A photo taken of two young women climbing, sitting on top and standing by the dolphin in the fountain commissioned by Prince Ata on Thursday has sparked outrage online.

Commentators on social media claimed one of the metal pipes that came with the dolphin was broken as a result of the incident but no further details about the extent of damage given.

It was not clear when was the photo taken but some Facebook users claimed it was taken  after the fountain was officially opened to the public on Thursday.

Authorities in Tonga could not be reached for comments but another photo appeared on Facebook last night showed a fence has been put around the fountain. It claimed the fence was made after the damage was reported.

“This is very disrespectful and disgusting,” one commentator wrote on Facebook.

“This is absolutely rude and they should be jailed for what they have done,” another wrote.

“Nothing could last longer for the public in Tonga because of this nonsense and show-off,” another wrote.

After the commission ceremony some commentators predicted that some thoughtless actions might occur which could lead to damaging the fountain.

“Please people keep away from the fountain or you will do what you used to –  destroying public things because you want to show-off”, one commentator wrote on Facebook shortly after the fountain  was commissioned.
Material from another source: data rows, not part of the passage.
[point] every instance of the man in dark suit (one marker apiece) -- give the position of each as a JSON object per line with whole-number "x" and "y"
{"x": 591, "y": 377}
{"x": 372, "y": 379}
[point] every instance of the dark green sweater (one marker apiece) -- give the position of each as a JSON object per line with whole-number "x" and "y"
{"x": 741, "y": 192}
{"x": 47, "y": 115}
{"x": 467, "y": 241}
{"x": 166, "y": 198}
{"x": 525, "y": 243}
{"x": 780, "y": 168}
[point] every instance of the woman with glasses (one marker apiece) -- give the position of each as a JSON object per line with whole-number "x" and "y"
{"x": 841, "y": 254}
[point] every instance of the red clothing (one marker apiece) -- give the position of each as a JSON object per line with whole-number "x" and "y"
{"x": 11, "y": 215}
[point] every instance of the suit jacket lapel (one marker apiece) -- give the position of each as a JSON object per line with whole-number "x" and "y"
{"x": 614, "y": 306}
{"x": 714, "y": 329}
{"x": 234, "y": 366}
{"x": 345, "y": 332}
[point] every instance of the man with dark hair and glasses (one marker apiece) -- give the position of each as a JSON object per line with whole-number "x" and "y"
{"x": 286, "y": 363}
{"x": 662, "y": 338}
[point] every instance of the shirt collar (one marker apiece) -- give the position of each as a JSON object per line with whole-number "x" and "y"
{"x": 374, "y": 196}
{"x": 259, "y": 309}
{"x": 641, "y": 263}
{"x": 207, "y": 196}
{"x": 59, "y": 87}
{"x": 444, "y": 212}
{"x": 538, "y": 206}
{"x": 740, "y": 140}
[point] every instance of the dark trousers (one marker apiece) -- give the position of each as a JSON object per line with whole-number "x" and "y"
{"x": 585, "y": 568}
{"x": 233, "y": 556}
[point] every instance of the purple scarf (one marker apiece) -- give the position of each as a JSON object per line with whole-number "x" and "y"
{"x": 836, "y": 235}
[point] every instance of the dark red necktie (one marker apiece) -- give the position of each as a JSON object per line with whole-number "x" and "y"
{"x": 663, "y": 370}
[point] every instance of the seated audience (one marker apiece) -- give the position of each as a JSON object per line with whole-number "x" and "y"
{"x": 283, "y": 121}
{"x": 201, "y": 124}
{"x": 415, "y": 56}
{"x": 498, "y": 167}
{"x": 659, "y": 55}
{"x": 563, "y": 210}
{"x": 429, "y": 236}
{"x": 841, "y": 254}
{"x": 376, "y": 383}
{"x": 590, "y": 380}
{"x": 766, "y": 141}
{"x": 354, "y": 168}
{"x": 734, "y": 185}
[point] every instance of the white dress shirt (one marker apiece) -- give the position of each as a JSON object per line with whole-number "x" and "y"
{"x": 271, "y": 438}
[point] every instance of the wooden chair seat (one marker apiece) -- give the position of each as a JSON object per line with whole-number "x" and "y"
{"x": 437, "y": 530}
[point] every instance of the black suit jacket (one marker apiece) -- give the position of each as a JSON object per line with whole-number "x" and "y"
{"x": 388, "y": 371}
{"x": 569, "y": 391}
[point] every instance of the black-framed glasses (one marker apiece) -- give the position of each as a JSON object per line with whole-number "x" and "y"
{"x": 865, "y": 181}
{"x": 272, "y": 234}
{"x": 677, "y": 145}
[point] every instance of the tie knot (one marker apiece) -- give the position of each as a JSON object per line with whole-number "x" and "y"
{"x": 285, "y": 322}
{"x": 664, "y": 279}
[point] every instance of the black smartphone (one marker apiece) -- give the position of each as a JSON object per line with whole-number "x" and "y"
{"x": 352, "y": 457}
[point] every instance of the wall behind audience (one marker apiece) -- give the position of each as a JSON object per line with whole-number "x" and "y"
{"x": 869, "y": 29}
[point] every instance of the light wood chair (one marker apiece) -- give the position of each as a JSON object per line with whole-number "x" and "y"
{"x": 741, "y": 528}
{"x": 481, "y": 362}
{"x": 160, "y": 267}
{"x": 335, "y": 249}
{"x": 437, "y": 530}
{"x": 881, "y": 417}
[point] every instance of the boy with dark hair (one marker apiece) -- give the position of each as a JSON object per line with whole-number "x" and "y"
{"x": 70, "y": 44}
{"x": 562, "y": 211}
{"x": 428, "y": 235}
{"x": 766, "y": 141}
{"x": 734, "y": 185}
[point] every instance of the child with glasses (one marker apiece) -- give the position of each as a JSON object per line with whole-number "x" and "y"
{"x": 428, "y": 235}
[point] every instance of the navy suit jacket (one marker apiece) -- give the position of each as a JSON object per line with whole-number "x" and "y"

But not everyone was as harsh: Some saw the two women’s action as the very thing needed in time of great celebration in Tonga – The celebration of the coronation of the King of Tonga was here for everyone of us to enjoy and that everyone should be happy, one Facebook user wrote in Tongan.

The fountain

The dolphin fountain was commissioned after it was established to  replace  a previous  brass dolphin which was damaged and  stolen two-years ago.  The brass dolphin was given to Tonga from Britain in 1970 to mark Tonga’s joining the Community of Nations.

The restoration of the dolphin according to the Tongan government was made to mark His Majesty King Tupou VI’s coronation.